Por: Lic. Yilena García Sánchez

Iniciamos nuestra sección A Tiempo, con una propuesta de reflexión sobre el vestuario en la Universidad. Con la llegada de un nuevo año, siempre nos trazamos nuevas metas y propósitos. ¿Por qué una de las metas de este año, no podría ser revisar mi vestimenta para asistir a la Universidad?¿Qué tan respetuoso estoy siendo con la institución a través de mi manera de vestir?
Las normas sociales y de etiqueta, son reglas que habitualmente no están escritas ni se enuncian explícitamente y sin embargo, rigen el comportamiento dentro de una sociedad. El objetivo de las normas sociales es lograr una convivencia armónica. El vestuario y su uso correcto según la ocasión, puede considerarse una norma social. Una norma social que nos presenta ante los demás y que responde a gustos, carácter, tendencias de moda, tradiciones.
Es cierto que los días que corren no son los mejores económicamente para muchas familias cubanas. También lo es que mantener un hijo en la Universidad no es tan fácil como se puede llegar a pensar, son muchas las demandas de una familia que debe satisfacer a ese joven universitario. Pero lo cierto es, que escudados en una situación real, la cultura del vestir o el respeto al vestir en una institución de nivel superior, se ha perdido cada vez más. No se pretende hablar aquí del uso de un uniforme, ni de lo trillado que el vestir no determina que tan buen estudiante se es o en la aprehensión del conocimiento. La reflexión que se propone es la del respeto por la institución, por los profesores y por uno mismo como estudiante y futuro profesional.

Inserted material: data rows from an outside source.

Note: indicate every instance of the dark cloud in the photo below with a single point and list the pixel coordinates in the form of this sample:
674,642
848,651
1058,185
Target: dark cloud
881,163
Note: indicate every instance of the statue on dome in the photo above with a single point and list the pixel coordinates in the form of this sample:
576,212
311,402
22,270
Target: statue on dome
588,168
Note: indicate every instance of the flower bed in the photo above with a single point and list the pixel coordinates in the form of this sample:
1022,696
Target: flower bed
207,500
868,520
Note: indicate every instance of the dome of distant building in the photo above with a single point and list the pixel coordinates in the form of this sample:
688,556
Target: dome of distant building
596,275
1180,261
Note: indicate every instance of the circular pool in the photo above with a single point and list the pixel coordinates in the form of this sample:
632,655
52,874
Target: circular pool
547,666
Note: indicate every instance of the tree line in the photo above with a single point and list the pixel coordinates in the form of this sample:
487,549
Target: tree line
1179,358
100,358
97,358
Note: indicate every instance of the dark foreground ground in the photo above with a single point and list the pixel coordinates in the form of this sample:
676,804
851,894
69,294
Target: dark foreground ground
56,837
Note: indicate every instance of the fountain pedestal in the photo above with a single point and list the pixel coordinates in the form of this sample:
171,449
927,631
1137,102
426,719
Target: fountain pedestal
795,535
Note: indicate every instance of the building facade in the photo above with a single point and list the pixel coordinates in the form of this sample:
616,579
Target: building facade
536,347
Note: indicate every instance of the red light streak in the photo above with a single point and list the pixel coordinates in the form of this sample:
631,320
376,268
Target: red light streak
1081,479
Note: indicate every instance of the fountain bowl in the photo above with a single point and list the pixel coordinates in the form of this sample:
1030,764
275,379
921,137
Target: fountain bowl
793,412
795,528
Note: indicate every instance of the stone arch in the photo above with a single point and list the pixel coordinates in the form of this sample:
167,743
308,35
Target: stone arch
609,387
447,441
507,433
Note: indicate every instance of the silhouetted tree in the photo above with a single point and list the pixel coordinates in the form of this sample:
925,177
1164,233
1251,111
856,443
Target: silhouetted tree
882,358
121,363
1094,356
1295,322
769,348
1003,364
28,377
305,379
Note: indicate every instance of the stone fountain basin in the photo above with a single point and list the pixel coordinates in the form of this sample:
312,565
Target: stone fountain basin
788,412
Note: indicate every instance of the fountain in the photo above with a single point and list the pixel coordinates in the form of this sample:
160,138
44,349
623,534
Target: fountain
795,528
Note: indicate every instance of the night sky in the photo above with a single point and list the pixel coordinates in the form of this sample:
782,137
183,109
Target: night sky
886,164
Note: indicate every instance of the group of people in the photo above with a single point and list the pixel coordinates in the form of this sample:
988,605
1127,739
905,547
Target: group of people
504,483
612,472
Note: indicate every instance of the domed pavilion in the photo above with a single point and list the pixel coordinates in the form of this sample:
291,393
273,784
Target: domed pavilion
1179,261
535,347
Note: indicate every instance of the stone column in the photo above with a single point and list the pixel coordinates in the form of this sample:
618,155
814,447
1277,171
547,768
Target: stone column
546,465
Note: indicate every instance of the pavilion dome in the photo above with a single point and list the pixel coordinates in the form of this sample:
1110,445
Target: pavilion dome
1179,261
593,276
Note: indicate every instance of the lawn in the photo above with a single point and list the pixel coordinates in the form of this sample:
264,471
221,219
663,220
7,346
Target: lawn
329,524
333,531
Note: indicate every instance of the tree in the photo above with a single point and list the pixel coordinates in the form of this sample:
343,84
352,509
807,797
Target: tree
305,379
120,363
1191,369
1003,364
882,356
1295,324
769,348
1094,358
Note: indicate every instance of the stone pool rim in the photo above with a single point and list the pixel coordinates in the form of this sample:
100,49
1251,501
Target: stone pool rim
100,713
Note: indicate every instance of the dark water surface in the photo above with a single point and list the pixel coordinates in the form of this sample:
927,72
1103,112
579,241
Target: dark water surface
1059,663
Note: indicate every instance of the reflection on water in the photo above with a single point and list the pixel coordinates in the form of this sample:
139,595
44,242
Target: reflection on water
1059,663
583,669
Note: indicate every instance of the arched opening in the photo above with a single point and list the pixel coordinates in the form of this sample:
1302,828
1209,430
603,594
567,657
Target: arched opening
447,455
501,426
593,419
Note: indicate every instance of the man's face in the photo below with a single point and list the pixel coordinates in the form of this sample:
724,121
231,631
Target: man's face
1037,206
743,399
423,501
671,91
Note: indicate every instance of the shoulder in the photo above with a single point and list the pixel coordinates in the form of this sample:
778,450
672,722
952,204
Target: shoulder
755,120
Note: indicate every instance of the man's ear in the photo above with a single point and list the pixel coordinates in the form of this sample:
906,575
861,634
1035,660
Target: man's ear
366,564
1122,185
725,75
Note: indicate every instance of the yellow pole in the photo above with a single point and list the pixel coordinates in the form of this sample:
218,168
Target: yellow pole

Si se es realista, por muy cómodo que sea llevar un short o un par de chancletas, una camiseta en el caso de los varones, a todos lados, en un país tropical como el nuestro, y por mucha influencia foránea que nos llegue, estas no son prendas para asistir a un aula universitaria. No se habla aquí de usar camisas de mangas largas en todo momento, o vestidos largos de gala para ir a clases, siempre tener en cuenta la ocasión es importante. Se proponen cosas elementales que denoten respeto por los demás, como prendas en buena condición, limpias y bien planchadas en caso de requerirlo. Las mujeres deben evitar que las prendas sean cortas, escotadas y el exceso de maquillaje. En el vestuario masculino se podría apostar por usar pulóver con o sin cuello, camisas, pantalón, tenis o zapatillas, por solo citar algunos ejemplos.
Consiente la que escribe, de cuantos criterios encontrados y opiniones contrarias pudiera llegar a tener al abordar este tema, por la pluralidad de criterios que se tienen en cuanto a él. Pero para formular una opinión contraria, primero debe haber leído estas líneas y ya se estaría cumpliendo un objetivo, una reflexión oportuna, que de seguro le llevará a un autoanálisis. Estas líneas abren un debate que nos llenaría de satisfacción si todos fueran partícipes,teniendo en cuenta que la vestimenta o lo que decides usar es un reflejo de tu personalidad, del carácter, buen gusto, educación y respeto por los demás.